# Aligning the query sequence

Now that we have built the reference index using BWA, we can align the query sequence (`input.fq`) to this reference.

![](images/workflow-alignment.png)

Let us take a look again at the files:

In [None]:
ls -lh

### Taking a peek at the input FASTQ file

In [None]:
head input.fq

### Aligning the sequence file using BWA

We will run BWA to see the options

In [None]:
bwa

There are several commands for BWA alignment (`mem`, `bwasw`) that are optimized for sequences of different lengths. For most purposes, BWA `mem` will give good results.

Let us take a look at the options for alignment using the `mem` command

In [None]:
bwa mem 

For a simple alignment, we will just need to specify 2 things:

- reference index (we will use the prefix name)
- the input query fastq file

To speed up the alignment, we can use additional cores in the CPU by specifying the `-t` option.

The BWA program will output the alignments in the SAM format (we will look at this shortly). To save the output to a file, we will redirect the output to a file using the `>` operator.

In [None]:
bwa mem -t 4 chr5.fa input.fq > mapped.sam

Let us take a look at the SAM output

In [None]:
head mapped.sam

## Looking at the SAM format

The SAM format is a tab delimited text file for storing alignments. The file usually starts with a header containing one/several lines marked by the letter `@`. This usually specifies the reference chromosomes used in the alignment, as well the the parameters used for the alignment

Following the header, each line of alignment consists of several tab-delimited columns.

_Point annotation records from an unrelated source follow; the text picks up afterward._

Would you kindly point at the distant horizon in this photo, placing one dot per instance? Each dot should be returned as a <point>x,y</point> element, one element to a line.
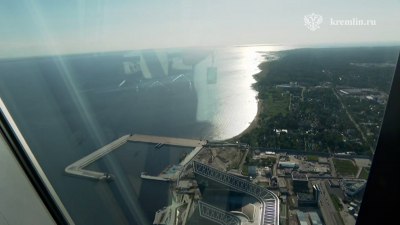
<point>327,45</point>
<point>45,28</point>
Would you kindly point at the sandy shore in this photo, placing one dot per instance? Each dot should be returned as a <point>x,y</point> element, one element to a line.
<point>253,124</point>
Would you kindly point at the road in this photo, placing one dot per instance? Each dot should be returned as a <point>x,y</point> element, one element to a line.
<point>328,210</point>
<point>242,161</point>
<point>333,169</point>
<point>352,120</point>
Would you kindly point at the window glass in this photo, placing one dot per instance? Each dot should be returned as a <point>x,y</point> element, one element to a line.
<point>211,112</point>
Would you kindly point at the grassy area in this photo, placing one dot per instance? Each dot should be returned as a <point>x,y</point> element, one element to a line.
<point>245,169</point>
<point>336,203</point>
<point>312,158</point>
<point>364,174</point>
<point>263,184</point>
<point>345,167</point>
<point>276,103</point>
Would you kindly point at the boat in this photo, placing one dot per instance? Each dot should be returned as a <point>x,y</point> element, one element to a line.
<point>144,175</point>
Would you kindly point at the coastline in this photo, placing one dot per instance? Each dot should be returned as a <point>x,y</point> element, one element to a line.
<point>260,108</point>
<point>253,124</point>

<pre>QNAME FLAG RNAME POS MAPQ CIGAR MRNM MPOS ISIZE SEQ QUAL [TAG:VTYPE:VALUE[...]]</pre>
* The first 11 are mandatory
* Additional columns can be added using the format TAG:VTYPE:VALUE

From: http://zyxue.github.io/assets/sam_format_example.jpg
![](http://zyxue.github.io/assets/sam_format_example.jpg)

Let us take a look at one alignment for the SAM output

In [None]:
head -n 3 mapped.sam

We can break down the contents according to the tab-delimited columns:


* QNAME = SRRQ866988.19885082 
* FLAG = 0 
* RNAME = chr5
* POS = 148351452
* MAPQ = 60
* CIGAR = 91M
* MRNM = *
* MPOS = 0
* ISIZE = 0
* SEQ = CCAAGTAAGATTGAGCTTGAAGGCTGTTCTCATTTTGTAAAAACATAAGCTCAGGAAGTGTTGAAGATATTTTAACTCTACACTGAGACTT
* QUAL = GIIGIIIIIIIIHIIIIIIIIIIIIIIIIIIGIIIIIIIIIIHIIIIIGIIIIEHBGGEGIIHIHIIIFIIIIHIIBHIIGEHIE<EII<G

The tags (after column 11) form additional columns:

* NM:i:0 = Edit distance, integer type, 0